When you remove the roof beams, your house falls down, so that black steel beam in the picture is just part of the elaborate engineering to brace the house. (The silvery thing that seems to meet it is simply a fluorescent light hanging over the kitchen.) The office window has an up-down Hunter-Douglas Duette shade, in the picture its top is lowered to let light in while preserving privacy.
Here's a view the other way, from the office through to the kitchen, with the dining area and then the living room visible beyond.
As you can see, this side of the house is a a straight uninterrupted shot from front to back: office-kitchen-dining area-living room, with no interior walls (requiring more structural engineering effort). The second-floor flooring is bamboo ply throughout. As always happens, the absence of walls makes spaces feel smaller than they really are.

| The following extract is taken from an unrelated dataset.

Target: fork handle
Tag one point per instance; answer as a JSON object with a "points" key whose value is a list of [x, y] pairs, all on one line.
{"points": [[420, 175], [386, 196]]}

The kitchen cabinets form a backwards 'L' shape around the kitchen island, and the part of the 'L' in the foreground forms a "pass-through" from the office to the kitchen. Its sides are two bulthaup appliance hutches with rolltop covers. Steve and Kai from bulthaup-SF at Limn did a great job working with M-F to design the kitchen, they spent two hours just finessing the problem of the corner
where the casings meet in the 'L'. As the kitchen grew (the island is 10 feet long!) it shrank the office but it's the literal and figurative center of the house.
My post love handles
has a close-up of the black stained oak of the kitchen and its immaculate handles. The gorgeous nordic blue kitchen counter material here and on the island is laminate
. We read up extensively on the pros and cons of marble, granite, tile, sandstone, concrete, aggregate, terrazo, stainless, unobtainium, ... and laminate is definitely our favorite and most practical material. (That decision led to major "you can't be serious" attitude from superficial jerks at deluxe kitchen showrooms whose tiny minds can't disentangle wealth from marble counter tops.)
Unfortunately you can't see any of the folded ceiling panels in this picture. After the four variable-height folded ceiling panels over the office and kitchen you can see the ceiling drops down to a flat ceiling over the small dining area, punctuated by exposed bulbs and an access hatch to attic space above it. (All five segments are the same width—Markoff-Fullerton get details right) This is the lowest ceiling on the second floor and makes the dining area feel cozy despite being surrounded by space.
Here's a picture of that dining area.
It's a simple orderly space within the progression. The print on the wall is by Mark Stock
, the tiny encaustic of the four spoons on the left is by Kelly Luscombe
. Since this picture we switched back to a glass tabletop.
I've already shown pictures of the living room in stereo on
and great media storage
This is only one side of the second floor. The other side (bedroom-bathroom-stairs) is different and equally stimulating. It's hard to do the design justice in pictures, and they can't capture the changes as the sun moves and we adjust the shades and lighting.